Permasalahan di AISVN International School telah muncul sejak awal tahun ajaran ini, ketika pada bulan September 2023, banyak orang tua mengajukan protes dan menuntut agar sekolah "mengembalikan" puluhan miliar dong melalui kontrak pinjaman tanpa bunga dengan syarat bahwa anak-anak dari orang tua tersebut akan menerima dukungan gratis untuk belajar dan pelatihan selama tahun-tahun sekolah resmi mereka di sekolah tersebut. Sekolah akan mengembalikan pinjaman tersebut ketika siswa menyelesaikan studi di sekolah atau pindah ke sekolah lain. Namun, syarat-syarat ini belum ditegakkan oleh sekolah terhadap banyak orang tua.
Pada saat itu, para pengacara dan ahli pendidikan juga menganalisis dan mengatakan bahwa perselisihan ini termasuk dalam masalah perdata. Dari sisi orang tua, memberikan sejumlah besar uang muka kepada sekolah, selain manfaatnya, juga membawa risiko bahwa sekolah sepenuhnya mampu menghadapi masalah, kerugian, dan bahkan kebangkrutan.
Menjelang akhir tahun ajaran, insiden di Sekolah Internasional AISVN bukan lagi masalah terisolasi bagi sebagian orang tua, tetapi menjadi bahaya bagi seluruh siswa sekolah tersebut. Mulai tanggal 18 Maret, lebih dari 1.200 siswa terpaksa tidak masuk sekolah karena guru tidak datang ke sekolah akibat gaji yang belum dibayar selama beberapa bulan. Insiden tersebut begitu "hangat" sehingga tidak hanya mendapat perhatian dan arahan dari Dinas Pendidikan dan Pelatihan Kota Ho Chi Minh dan Kementerian Pendidikan dan Pelatihan, tetapi pada tanggal 29 Maret, Perdana Menteri Pham Minh Chinh menandatangani surat resmi yang meminta agar operasional sekolah diperbaiki, solusi yang tepat segera diterapkan, dan hak belajar siswa dijamin.
Jika pendidikan dianggap sebagai bisnis dengan syarat dan ketentuan tertentu, maka harus dipahami bahwa insiden seperti di Sekolah Internasional AISVN tidak akan terisolasi. Oleh karena itu, harus ada mekanisme pengawasan ketat yang dilegalkan untuk membatasi risiko, menjamin hak-hak peserta didik, dan sekaligus membantu sistem sekolah swasta dan internasional berkembang dengan lancar.
Pertama-tama, perlu dipastikan bahwa kontrak pinjaman antara sekolah dan orang tua pada dasarnya adalah mobilisasi modal, dan untuk memobilisasi modal secara legal, sesuai dengan hukum, harus diterbitkan obligasi. Belum lagi sekolah tidak memiliki fungsi investasi keuangan. Oleh karena itu, kegiatan ini harus dilarang. Setelah insiden pusat bahasa asing seperti Apax Leaders yang tidak mengembalikan biaya sekolah kepada orang tua, Departemen Pendidikan dan Pelatihan Kota Ho Chi Minh telah menetapkan bahwa pusat bahasa asing dan IT tidak diperbolehkan untuk memungut biaya sekolah jangka panjang. Hal ini seharusnya juga berlaku untuk sekolah swasta.

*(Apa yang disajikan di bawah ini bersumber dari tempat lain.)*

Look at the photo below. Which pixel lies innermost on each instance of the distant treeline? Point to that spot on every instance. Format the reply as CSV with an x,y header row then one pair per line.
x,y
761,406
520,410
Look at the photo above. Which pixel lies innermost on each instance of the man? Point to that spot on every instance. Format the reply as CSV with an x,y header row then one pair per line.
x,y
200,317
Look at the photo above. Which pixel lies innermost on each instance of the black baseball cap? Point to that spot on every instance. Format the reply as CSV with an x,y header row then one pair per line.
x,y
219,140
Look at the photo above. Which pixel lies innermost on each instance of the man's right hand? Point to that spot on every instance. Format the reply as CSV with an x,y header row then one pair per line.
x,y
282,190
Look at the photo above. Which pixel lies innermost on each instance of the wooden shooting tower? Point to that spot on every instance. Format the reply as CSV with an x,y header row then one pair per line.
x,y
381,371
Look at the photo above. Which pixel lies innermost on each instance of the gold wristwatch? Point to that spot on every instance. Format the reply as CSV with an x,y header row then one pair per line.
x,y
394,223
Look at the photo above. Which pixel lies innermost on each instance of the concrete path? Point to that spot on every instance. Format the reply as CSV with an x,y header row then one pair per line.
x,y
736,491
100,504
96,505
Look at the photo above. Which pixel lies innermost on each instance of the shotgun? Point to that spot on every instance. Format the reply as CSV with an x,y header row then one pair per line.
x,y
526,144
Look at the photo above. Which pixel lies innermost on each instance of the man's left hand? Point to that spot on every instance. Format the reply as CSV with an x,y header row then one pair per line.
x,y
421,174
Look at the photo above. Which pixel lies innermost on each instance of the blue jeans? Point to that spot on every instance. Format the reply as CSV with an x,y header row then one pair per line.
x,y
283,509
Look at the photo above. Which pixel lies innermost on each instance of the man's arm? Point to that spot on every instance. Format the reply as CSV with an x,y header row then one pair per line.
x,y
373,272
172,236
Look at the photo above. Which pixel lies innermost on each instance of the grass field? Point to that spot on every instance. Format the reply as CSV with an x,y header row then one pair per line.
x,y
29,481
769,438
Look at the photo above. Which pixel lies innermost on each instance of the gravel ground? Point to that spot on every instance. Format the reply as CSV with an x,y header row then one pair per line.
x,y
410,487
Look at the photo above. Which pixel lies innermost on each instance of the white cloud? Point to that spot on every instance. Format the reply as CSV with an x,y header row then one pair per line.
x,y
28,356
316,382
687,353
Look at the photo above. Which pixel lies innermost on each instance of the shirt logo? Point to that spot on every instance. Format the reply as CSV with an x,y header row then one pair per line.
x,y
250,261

Undang-Undang Pendidikan dan Piagam Sekolah Umum juga perlu mengatur tentang sekolah yang bangkrut. Jika ini terjadi, lembaga pengelola pendidikan perlu memberikan panduan untuk menangani situasi tersebut dan menstabilkan pembelajaran siswa.
Hasil survei menunjukkan bahwa lebih dari 84% siswa di AISVN International School ingin melanjutkan studi di sekolah tersebut hingga akhir tahun ajaran ini, menunjukkan bahwa orang tua menginginkan stabilitas, terutama ketika mereka menaruh semua harapan dan uang mereka pada pendidikan anak-anak mereka di lingkungan internasional.
Harus diakui bahwa sistem sekolah swasta dan sekolah dengan unsur internasional memberikan kontribusi signifikan terhadap perkembangan pendidikan di Vietnam saat ini, membantu mengurangi beban sistem sekolah negeri dan melaksanakan banyak kegiatan yang sulit dilakukan oleh sistem sekolah negeri. Namun, agar sistem sekolah ini dapat berkembang secara berkelanjutan, untuk menghindari celah yang dapat dimanfaatkan pihak lain, dan untuk menjamin hak-hak peserta didik, instrumen hukum perlu diperjelas.